Dialectical abstinence outlines that while full adherence with a meal plan is the goal every day,  and that lapsing from your plan is inevitable. 

Because holiday weekends can be rough for issues with food and weight, we’re going to talk about the white elephant in the room. You know, what you don’t want to talk about because it brings up shame or maybe because you think if you talk about it you will catch it like a bad cold.  The evil “L” word… LAPSING.

It’s a sad thing to me that people don’t talk about this, but the dirty truth of this path e are on together is that according to Dialectical Abstinence, lapses are a part of the journey.  They most definitely happen.  Sometimes in really big ways – like big, planned, self-harming benders.  And sometimes in little “termite-ey” ways like eating more “healthy food” than you wish you did, or being less careful when ordering your dinner, or not planning before the barbecue you have to go to tonight or tomorrow 😉

Now, don’t run to the cupcake shop with this information, please and thank you.  Just because they are happen doesn’t mean they are okay or endorsed  It doesn’t mean that we get a “cheat day” or that we shouldn’t be careful to have them happen with less frequency, intensity and duration. It just means they happen. Are you picking up what I’m putting down?
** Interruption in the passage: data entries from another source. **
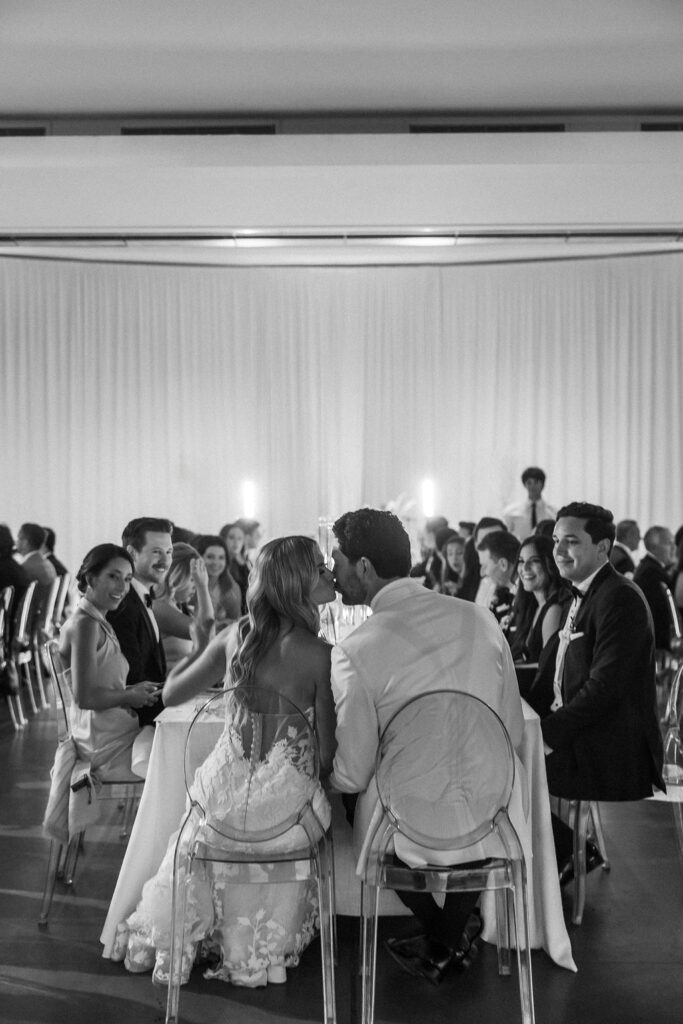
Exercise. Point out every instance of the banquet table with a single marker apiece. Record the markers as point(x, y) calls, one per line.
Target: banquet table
point(163, 804)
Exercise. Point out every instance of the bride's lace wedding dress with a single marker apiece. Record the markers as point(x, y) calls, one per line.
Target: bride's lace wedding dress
point(248, 933)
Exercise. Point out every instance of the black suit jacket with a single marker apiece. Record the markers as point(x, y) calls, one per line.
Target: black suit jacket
point(622, 560)
point(605, 739)
point(649, 576)
point(140, 647)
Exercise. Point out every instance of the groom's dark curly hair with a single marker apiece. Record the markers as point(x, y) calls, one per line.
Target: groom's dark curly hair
point(377, 536)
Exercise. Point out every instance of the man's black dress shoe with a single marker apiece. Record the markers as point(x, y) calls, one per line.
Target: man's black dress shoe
point(423, 957)
point(593, 859)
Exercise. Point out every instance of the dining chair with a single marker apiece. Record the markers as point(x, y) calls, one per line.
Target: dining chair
point(444, 775)
point(265, 838)
point(669, 662)
point(125, 788)
point(22, 647)
point(7, 664)
point(673, 756)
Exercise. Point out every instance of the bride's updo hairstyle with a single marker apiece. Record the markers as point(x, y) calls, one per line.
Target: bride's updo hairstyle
point(96, 560)
point(280, 588)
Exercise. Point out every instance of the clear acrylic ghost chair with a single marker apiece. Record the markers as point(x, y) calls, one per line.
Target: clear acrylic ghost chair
point(444, 774)
point(22, 648)
point(673, 756)
point(671, 659)
point(121, 786)
point(6, 659)
point(263, 835)
point(584, 818)
point(42, 632)
point(62, 594)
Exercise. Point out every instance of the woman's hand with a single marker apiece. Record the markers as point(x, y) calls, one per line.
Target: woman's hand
point(198, 573)
point(141, 694)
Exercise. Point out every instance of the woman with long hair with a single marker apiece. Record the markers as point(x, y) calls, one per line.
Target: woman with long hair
point(255, 931)
point(540, 601)
point(103, 723)
point(225, 594)
point(233, 537)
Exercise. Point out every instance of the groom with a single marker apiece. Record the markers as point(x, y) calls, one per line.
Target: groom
point(415, 642)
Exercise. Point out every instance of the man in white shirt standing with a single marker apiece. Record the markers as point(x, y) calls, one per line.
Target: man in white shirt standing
point(148, 543)
point(521, 518)
point(415, 642)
To quote Paul Simon, “Breakdowns come. And breakdowns go. So what are you going to do about it? That’s what I’d like to know.”  Paul Simon is such a Beacon Buddy… Well Paul, lapses are simply problems to be solved. Here is what we are going to do about it…

  1. You can be doing something at 4 in the afternoon and be doing something entirely different at 4:01.

    Which is to say that lapses get tricky when we continuously repeat the behavior. That is, when lapses become RELAPSES – which is something we try to avoid.  So try very very hard to ACT differently than you are feeling when lapses happen. And, for what it’s worth, you can even repair a long long long relapse.  It’s just easier to stay in recovery than to get back into it.

  1. Dialectical Abstinence says that having a relapse does not mean that recovery isn’t for you. 

    Let’s not play that old tape again. Failure is a figment of your imagination – or at the very least an opportunity for growth. No, seriously, Stop rolling your eyes at me.

  1. Which brings us to: What doesn’t kill you really DOES make you stronger. 

    #truestory. Let’s take this opportunity to see what you can learn from your experience. Can you use it to grow?  Make sugarfree lemonade out of lemons?  I bet you can.

Lapsing in recovery can shake you to your recovery bones. Take a breath and remember that dialectical abstinence is a framework to combat shame and normalize that lapses happen and do not define your recovery journey.